Hans Christian Andersen

The Snail and the Rosebush

All round the garden ran a row of hazel shrubs, and outside there were fields and meadows with cows and sheep, but in the middle of the garden stood a flowering rosebush, and under it sat a snail, it had a lot to offer – namely itself.

‘Wait till my time comes!’ it said, ‘I’m going to achieve something more than just grow roses, bear nuts, or give milk like the cows and sheep!’

‘I’ll expect an awful lot, then!’ the rosebush said. ‘May I dare ask when all this is going to come about?’

‘I give myself plenty of time,’ the snail said. ‘You’re always in such a hurry; you can’t rush expectations!

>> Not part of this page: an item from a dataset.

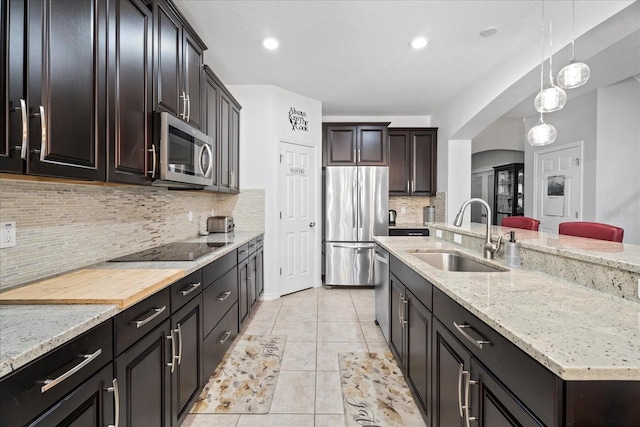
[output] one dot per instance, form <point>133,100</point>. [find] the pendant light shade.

The following year the snail lay in roughly the same spot in the sunshine under the rosebush, which budded and unfolded its roses, always fresh, always new. And the snail crept half out, stuck out its horns, and pulled them back in again.

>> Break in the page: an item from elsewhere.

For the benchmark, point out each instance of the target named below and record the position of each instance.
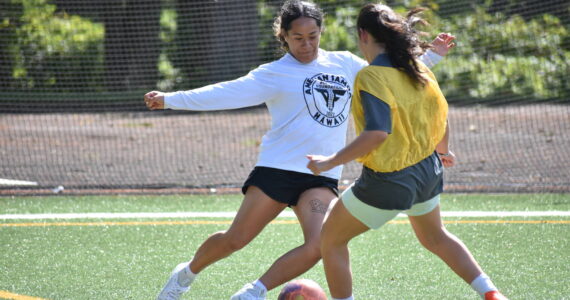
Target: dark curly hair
(402, 41)
(291, 11)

‘Everything looks like it did last year! no progress whatsoever; the rosebush insists on growing its roses, it’s not got any further!’

The summer passed, the autumn passed, the rosebush still had flowers and buds right up until the snow fell, the weather turned raw and wet, the rosebush bowed down to the ground, the snail crept underground.

Now a new year started, and the roses came out, and the snail came out.

‘You’ve become an old rose-tree,’ it said. ‘You might just as well start withering. You’ve given the world everything you had in you; whether it meant anything or not is a question I haven’t had time to think about, but it is quite obvious that you haven’t done a thing for your inner development, otherwise you would have produced something else. Can you defend that? Soon you’ll be nothing but a stick! Do you understand what I’m saying?’

‘You frighten me!’ the rosebush said. ‘I’ve never thought about that!’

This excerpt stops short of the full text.